The world’s biggest salt mine, in case you didn’t know, is in Goderich, a town in southern Ontario. It is capable of producing some 9 million tons of salt a year. And it is with all the salt in Goderich the people of Kingston should take any investigation of the job competence of Steve Noble, who’s running for mayor, by the administration of Shayne Gallo, who wants to be re-elected mayor.
In a story in the June 25 edition of the Kingston Times, Gallo said he wants an audit of all the grants that Steve Noble, who’s battling Gallo for the Democratic line for mayor this fall, after the Junior League of Kingston reported that it’s $70,000 in the lurch for the Kinderland II project. If, as the mayor has darkly hinted, the grant application is so irretrievably messed up that the state refuses to fork over the money it promised, the city could also be out more than $300,000.
Serious stuff, sure. Worth a look? Sure. But a look by officials appointed by the man the alleged grant messer-upper is running against in a primary election in two-plus months? Wait just a minute there. One of the officials Gallo appointed to the probe, economic development chief Gregg Swanzey, either posted himself or allowed to be posted on a city Facebook page earlier this year anti-Noble content. The other guy, Corporation Counsel Andy Zweben, has been since day one the mayor’s spokesman, henchman and handler, on more than one occasion throwing shade on the Common Council, even though he’s supposed to be their lawyer as much as he’s the mayor. (Since he worked closely with Gallo to get Gallo elected in the first place, this isn’t surprising, but that doesn’t make it right, either.)

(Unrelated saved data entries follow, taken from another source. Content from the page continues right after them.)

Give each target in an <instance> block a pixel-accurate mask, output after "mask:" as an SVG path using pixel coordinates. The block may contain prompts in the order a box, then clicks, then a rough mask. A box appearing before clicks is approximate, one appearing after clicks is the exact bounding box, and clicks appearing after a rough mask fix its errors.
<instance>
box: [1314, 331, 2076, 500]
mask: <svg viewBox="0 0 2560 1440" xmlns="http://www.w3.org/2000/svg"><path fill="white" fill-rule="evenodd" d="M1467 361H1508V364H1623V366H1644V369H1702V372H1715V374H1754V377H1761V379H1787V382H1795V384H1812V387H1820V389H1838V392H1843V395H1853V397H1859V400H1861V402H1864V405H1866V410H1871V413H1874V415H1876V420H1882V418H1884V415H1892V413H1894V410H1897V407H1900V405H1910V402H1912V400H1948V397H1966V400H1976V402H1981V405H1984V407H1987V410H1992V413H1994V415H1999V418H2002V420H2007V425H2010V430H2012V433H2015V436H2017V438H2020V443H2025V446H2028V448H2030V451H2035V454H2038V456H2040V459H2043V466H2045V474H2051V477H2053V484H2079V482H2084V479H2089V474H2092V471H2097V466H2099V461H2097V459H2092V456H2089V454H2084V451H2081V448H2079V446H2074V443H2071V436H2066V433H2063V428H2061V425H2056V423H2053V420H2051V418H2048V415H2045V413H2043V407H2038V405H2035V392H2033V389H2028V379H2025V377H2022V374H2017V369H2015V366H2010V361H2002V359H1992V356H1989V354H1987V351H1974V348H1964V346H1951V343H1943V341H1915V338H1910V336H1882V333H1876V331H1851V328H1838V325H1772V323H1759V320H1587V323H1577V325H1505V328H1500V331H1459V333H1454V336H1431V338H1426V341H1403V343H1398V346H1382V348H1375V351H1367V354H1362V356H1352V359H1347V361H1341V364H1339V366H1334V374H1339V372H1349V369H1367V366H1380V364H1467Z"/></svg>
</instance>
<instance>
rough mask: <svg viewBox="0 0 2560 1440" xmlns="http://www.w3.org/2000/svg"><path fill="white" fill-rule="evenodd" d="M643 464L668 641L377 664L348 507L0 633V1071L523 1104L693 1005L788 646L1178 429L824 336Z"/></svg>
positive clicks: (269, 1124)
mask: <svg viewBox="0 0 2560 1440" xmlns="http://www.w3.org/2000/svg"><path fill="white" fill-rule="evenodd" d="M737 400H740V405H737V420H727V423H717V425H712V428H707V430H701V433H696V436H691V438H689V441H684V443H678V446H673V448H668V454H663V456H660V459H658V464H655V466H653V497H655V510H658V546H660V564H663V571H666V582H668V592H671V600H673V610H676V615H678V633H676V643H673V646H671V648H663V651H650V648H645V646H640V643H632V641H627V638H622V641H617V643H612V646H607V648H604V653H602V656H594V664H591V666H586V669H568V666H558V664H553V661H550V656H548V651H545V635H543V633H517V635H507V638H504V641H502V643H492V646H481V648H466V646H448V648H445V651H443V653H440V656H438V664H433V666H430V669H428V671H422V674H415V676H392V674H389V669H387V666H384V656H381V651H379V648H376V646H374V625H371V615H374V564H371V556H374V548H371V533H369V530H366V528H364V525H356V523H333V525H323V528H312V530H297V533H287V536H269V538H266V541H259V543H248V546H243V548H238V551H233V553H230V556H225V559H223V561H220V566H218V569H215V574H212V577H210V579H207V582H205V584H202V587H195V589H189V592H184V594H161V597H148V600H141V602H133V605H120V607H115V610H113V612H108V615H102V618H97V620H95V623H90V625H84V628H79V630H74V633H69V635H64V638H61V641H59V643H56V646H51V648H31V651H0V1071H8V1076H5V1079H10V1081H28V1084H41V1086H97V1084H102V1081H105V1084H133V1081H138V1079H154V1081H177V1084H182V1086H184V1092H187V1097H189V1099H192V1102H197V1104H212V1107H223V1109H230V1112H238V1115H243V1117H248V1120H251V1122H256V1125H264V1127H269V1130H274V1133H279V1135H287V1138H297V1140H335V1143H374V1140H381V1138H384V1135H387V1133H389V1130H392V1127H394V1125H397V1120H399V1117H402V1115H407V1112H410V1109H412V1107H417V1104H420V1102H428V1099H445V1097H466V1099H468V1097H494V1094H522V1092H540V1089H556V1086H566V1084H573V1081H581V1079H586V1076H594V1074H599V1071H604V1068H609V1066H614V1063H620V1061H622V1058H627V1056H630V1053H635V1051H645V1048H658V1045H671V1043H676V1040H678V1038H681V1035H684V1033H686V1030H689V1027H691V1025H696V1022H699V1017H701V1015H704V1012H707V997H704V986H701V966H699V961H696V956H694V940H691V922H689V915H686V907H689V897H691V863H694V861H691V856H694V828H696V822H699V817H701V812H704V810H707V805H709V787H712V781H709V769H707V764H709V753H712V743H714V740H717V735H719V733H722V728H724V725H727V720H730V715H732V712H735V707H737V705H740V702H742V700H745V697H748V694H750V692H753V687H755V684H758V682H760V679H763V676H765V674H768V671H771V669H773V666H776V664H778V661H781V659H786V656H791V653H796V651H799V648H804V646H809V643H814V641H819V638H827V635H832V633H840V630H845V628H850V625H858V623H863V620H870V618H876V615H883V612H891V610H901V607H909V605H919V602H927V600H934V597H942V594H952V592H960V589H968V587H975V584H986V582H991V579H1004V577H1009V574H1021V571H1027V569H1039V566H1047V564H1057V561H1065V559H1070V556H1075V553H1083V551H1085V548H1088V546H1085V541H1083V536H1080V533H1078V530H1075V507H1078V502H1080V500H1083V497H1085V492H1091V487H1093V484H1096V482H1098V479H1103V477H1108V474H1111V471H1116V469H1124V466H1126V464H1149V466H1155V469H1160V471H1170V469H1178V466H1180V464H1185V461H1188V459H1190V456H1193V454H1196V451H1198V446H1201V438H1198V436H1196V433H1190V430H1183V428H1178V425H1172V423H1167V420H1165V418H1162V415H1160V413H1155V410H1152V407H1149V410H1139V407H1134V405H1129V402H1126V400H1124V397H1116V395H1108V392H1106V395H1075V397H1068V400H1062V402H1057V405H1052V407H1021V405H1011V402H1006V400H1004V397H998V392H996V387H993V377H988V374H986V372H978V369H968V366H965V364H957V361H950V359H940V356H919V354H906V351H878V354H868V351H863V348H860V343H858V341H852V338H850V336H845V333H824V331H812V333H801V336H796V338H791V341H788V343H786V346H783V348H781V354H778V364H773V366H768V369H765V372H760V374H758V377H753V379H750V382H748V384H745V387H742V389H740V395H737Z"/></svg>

Is it impossible for these men to objectively evaluate their boss’ political foe’s performance, even though their continued employment with the city depends on their boss’ re-election? It’s not, actually. But is it way too much of the mayor to ask the people of the city to accept an anti-Noble result as something produced by an unbiased, agnostic-as-to-results good-faith investigation? It is, actually.
Think about the other probe into someone’s competence the Gallo administration conducted — the Chris Rea investigation. It’s within the realm of possibility that the Appellate Division of the state Supreme Court will go against the hearing officer’s finding that there’s no evidence Chris Rea broke the law and get the city off the hook for around a quarter-million dollars. But if it does not, Gallo’s exposed the city to a whopper of a liability and dragged a man’s name through the mud for no good reason. (As an aside on the mayor’s press conference this Monday, we trust the court will decide the Rea case on its legal merits and not whether the mayor and the council majority leader agree on how the case should have been pursued.)
So if Gallo really wants to pursue this path, the only ethical way to do so is to turn it over to an outside body, someone with no connection to and no stake in city politics.
Now, to do so may seem to the mayor and his allies an unacceptable sacrifice of a golden opportunity to denigrate his opponent. But with mayoral power comes mayoral responsibility to use public resources in an unbiased and fair-minded way. Also, consider this — what good would a tainted finding do in terms of peeling off Noble supporters and convincing them to vote Gallo? Not much, I figure.